Nel senso che fino a oggi un manifestante veniva arrestato e rilasciato dopo un paio di giorni, oggi potrebbe anche essere deportato nella Cina Popolare, ma sono ipotesi.

Dagli Usa al Giappone è già stata firmata una nota di denuncia che questa iniziativa potrebbe portare alla fine della legge attualmente in vigore, che si basa sul principio “un paese, due sistemi”. Ma questo sistema ha ancora valore?

Eccome. Ci sono due monete, due ordinamenti giuridici, due organizzazioni sociali. La moneta cinese è solo parzialmente convertibile, il dollaro di Hong Kong è pienamente convertibile. Il problema è che venendo meno la libertà di espressione a Hong Kong si mina la separazione fra un paese e due sistemi. Se si mina questo si mina anche l’aspetto finanziario, Hong Kong si indebolisce come piazza finanziaria.

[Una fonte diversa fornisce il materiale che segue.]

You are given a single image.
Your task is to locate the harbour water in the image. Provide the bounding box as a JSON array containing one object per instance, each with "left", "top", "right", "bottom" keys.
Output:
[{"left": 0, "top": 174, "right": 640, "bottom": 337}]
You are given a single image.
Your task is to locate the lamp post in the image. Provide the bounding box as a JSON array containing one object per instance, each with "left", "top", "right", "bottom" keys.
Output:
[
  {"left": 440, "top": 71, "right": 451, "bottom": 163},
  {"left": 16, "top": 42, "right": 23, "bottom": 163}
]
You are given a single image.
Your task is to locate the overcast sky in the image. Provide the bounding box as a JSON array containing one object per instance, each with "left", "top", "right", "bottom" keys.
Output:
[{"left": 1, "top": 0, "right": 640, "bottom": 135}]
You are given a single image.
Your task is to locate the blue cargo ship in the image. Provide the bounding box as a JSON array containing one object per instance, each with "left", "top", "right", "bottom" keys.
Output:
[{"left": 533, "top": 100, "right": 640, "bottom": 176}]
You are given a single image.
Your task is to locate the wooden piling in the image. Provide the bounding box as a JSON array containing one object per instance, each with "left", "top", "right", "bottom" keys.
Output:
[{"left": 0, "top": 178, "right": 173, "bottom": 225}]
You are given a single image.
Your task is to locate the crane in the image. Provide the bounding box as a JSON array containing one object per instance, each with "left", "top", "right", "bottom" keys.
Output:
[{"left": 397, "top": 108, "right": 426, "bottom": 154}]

Quindi? La popolazione di Hong Kong è consapevole di tutto questo?

Certo, perché dietro all’ordine pubblico ci sono problemi politici, interni, sociali, di governabilità. La gente si sente colonizzata da Penchino. Sorgono anche problemi di affidabilità della Cina negli accordi internazionali.

Mentre Pechino vuole affrontare tutti questi problemi con la scorciatoia dell’ordine pubblico? Che cosa comporta?

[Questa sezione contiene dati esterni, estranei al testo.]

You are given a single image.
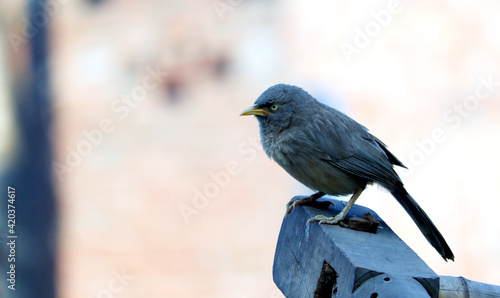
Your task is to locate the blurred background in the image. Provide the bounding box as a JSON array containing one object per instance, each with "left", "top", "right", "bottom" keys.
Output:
[{"left": 0, "top": 0, "right": 500, "bottom": 297}]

Senza gestire gli altri rischia di far saltare tutto. C’è un passaggio storico che quasi nessuno sa.

Quale?

Quando ci fu la strage di piazza Tienanmen si agì sull’ordine pubblico, ma c’era anche un’idea politica: andiamo e sgombriamo la piazza – l’idea di ordine pubblico –, con l’appoggio americano che di fatto sosteneva la repressione perché allora, nel giugno 1989, i cinesi servivano ancora in funzione anti Unione Sovietica.

E l’idea politica?

Intorno a quella repressione la Cina mise in moto misure politiche e sociali che comprarono il consenso degli studenti. Prima questi ragazzi erano sottoposti a un enorme controllo sociale della vita privata, dopo la vita privata è stata liberalizzata e sono stati incoraggiati a mettersi in affari. Dalla politica all’economia. In questo modo hanno avuto un interesse concreto nel mantenimento dell’ordine politico.

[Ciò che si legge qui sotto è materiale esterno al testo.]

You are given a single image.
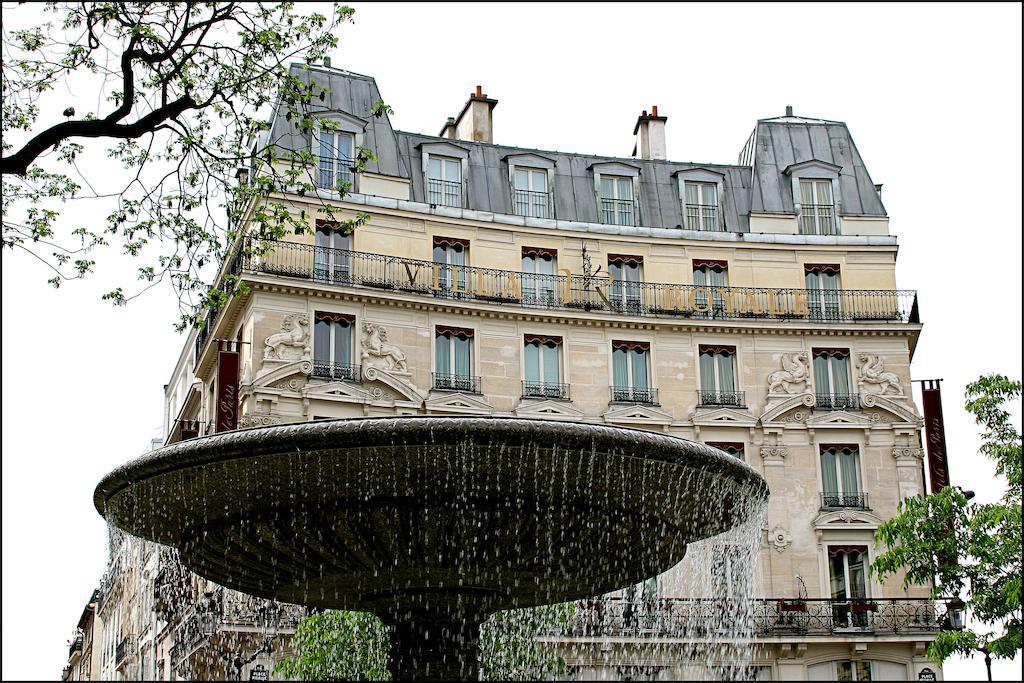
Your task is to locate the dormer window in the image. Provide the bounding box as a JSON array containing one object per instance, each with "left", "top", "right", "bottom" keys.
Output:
[{"left": 800, "top": 179, "right": 838, "bottom": 234}]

E la Cina è diventata una potenza economica.

Dal 1992 con l’elezione di Clinton fin quasi alla fine degli anni 90 gradualmente si è sviluppata una polemica americana che accusava la Cina di rubare proprietà intellettuale. Questa polemica creò una saldatura, che non esisteva, tra questa nuova classe di ex giovani di Tienanmen con il governo. Chi rubava la proprietà erano i giovani che qualche anno prima erano a Tienanmen e il governo cinese oggi li proteggeva, mentre l’America li accusava.

Oggi però il quadro è diverso, i cittadini di Hong Kong sono già mediamente ricchi e godono di libertà privata.

Infatti oggi le condizioni sono diverse, i rischi molto maggiori e manca l’appoggio americano. I problemi sono sociali, i cittadini dell’ex colonia si sentono discriminati rispetto l’invasione dei pechinesi, c’è un certo impoverimento, una piccola percentuale di ricchi che ha tutto mentre la maggioranza si impoverisce e ci sono rischi internazionali, cioè un isolamento progressivo della Cina rispetto al mondo. A tutte queste cose Pechino non dà risposta, si occupa solo dell’ordine pubblico, invece devi avere un approccio complessivo. Ma se arresti i facinorosi senza dare risposte complessive rischi di mandare per aria tutto il sistema, vai contro gli interessi stessi di Pechino.